This is obviously wrong though. How would the correct expression be? Do I need to analyse several nodes?

 

[KerimF]

I see 3 nodes here, don't you see them? Let us call them a, b and c. Could you?
Actually the are 4 nodes (the ground is also a node) but since here it has two branches only, we can ignore it.

 

[Teszla]

Sure.

**broken link removed**

I assume that node a has the same voltage as v0.
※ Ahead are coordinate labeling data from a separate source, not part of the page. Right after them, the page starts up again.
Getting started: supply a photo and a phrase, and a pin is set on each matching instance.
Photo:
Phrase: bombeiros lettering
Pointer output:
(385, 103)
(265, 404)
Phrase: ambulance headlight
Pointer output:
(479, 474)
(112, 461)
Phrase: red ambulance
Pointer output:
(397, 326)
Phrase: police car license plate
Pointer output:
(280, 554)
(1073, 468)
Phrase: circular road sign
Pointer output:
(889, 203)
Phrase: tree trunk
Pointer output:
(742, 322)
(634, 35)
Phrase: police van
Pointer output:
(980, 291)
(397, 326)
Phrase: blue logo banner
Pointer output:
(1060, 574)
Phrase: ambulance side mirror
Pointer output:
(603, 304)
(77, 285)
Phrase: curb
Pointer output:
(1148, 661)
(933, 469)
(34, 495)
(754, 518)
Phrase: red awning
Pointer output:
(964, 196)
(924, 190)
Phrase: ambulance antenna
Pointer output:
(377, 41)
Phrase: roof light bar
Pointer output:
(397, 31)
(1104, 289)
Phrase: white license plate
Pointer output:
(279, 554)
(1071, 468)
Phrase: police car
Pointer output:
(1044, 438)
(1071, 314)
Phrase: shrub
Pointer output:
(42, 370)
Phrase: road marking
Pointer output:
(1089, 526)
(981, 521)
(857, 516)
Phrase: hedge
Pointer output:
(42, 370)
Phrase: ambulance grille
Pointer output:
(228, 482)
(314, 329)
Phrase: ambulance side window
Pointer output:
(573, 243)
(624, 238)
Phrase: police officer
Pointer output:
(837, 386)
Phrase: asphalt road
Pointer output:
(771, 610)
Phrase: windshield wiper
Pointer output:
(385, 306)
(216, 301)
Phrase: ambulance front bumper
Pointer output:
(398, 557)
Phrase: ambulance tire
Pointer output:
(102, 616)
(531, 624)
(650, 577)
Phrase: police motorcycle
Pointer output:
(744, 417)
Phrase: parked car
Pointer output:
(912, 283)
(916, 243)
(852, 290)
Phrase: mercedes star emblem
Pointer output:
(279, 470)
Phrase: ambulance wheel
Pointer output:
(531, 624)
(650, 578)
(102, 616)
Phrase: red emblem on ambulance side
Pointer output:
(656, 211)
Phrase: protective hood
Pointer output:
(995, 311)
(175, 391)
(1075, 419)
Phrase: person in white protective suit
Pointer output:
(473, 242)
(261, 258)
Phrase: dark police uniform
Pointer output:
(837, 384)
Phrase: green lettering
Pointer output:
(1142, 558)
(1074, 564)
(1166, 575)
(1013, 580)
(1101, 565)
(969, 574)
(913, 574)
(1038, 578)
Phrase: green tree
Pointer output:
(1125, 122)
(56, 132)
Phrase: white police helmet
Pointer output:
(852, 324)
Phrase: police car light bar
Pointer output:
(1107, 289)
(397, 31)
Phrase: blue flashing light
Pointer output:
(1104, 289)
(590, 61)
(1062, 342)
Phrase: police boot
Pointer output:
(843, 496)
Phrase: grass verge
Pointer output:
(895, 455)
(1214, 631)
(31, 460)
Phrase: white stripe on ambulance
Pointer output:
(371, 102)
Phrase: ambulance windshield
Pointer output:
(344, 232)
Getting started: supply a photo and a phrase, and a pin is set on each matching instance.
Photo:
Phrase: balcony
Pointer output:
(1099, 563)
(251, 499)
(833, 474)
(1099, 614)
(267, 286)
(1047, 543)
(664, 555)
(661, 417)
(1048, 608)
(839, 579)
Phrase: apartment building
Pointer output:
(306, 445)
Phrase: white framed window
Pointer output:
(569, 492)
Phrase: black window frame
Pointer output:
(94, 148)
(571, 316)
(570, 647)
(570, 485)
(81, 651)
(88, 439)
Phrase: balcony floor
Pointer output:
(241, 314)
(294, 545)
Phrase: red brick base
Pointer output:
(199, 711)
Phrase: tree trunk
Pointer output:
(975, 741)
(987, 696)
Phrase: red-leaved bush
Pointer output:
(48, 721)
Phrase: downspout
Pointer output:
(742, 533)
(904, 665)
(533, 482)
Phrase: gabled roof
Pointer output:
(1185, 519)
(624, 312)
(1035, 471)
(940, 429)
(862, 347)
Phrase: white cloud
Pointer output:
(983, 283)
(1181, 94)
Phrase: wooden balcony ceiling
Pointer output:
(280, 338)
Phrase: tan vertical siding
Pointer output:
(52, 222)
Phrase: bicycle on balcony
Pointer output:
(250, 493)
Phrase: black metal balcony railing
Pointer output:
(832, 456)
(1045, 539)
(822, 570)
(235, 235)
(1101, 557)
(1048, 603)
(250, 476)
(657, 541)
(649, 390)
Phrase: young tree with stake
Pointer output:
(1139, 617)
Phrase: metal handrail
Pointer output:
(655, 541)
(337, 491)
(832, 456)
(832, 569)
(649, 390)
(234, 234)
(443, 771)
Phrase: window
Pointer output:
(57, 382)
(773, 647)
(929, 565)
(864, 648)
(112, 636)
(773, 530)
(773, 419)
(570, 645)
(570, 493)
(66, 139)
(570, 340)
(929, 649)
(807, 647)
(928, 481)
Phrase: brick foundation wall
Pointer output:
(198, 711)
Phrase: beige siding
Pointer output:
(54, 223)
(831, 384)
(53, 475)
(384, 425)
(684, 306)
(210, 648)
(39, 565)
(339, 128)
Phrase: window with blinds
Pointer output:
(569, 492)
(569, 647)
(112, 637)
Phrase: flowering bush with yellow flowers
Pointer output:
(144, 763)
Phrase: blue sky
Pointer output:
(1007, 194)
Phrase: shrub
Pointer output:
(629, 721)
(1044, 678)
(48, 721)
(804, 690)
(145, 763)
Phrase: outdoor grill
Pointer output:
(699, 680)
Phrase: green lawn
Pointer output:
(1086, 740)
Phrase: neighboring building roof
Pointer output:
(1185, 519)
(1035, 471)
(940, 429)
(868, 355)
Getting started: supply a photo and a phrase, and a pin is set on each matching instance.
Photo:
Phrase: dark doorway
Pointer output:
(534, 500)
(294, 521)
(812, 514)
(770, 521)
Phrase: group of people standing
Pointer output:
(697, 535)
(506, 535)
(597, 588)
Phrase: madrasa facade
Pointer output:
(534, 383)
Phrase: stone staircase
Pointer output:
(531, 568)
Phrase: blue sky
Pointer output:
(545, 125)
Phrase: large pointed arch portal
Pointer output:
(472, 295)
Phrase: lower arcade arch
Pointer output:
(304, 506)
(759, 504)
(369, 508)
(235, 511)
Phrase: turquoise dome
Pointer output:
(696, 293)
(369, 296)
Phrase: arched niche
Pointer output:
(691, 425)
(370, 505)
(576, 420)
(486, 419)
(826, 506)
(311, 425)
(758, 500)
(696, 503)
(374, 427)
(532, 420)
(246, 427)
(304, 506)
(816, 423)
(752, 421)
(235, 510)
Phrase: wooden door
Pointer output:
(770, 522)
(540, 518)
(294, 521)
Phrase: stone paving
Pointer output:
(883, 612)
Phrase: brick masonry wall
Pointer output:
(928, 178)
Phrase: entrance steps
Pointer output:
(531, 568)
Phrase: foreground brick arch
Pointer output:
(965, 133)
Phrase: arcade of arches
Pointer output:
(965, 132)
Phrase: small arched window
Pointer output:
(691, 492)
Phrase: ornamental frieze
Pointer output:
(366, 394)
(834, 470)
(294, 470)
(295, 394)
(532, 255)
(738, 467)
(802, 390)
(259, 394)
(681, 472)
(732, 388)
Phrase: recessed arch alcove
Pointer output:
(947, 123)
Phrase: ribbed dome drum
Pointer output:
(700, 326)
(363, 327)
I'm mostly wondering about the analysis between node a and b. I wrote before that it's

\[\frac{V_{0}+3V}{3\Omega }\]

But I suspect something is wrong about this. How would the correct expression be?

 

[KerimF]

Now we have Va, Vb and Vc.

From the circuit:
Va = Vo
Vc = 6V
Vb is unknown.

So now we have at node (a) :
( Vo + 3 - Vb ) / 3 + Vo / 1 - 2 = 0

Could you write the equation of node (b)?

 

[Teszla]

Thanks, I solved it.

 

[KerimF]

I knew you can do it. And someday you will surprise yourself and solve one or more problems that no one thought solving yet.
Studying (in any field) is like playing a game. One learns how to win as long he enjoys playing it

 

[Teszla]

Since you were so helpful maybe I could ask about NVA for another circuit in the same thread.

**broken link removed**

Here I wonder, when doing NVA for V0, how do you treat the dependant voltage source?

 

[KerimF]

Sorry, where are the labels of nodes on the new circuit?

 

[Teszla]

Let's say V0 is the node in the top right corner and V1 in the top left corner, and the bottom being GND.

 

[KerimF]

In general, it is better selecting node labels that are different from all other symbols on the circuit.
And in such analysis, it is better referring to each node with one letter (to simplify the writing of the equations).

a is for your GND node.
b is for your Vo node.
c is for the third node.

Now we have:
Vb - Va = Vo
Vb - Vc = 2Ix

First, let us write the nodal equation at "a".

 

[Teszla]

First, let us write the nodal equation at "a".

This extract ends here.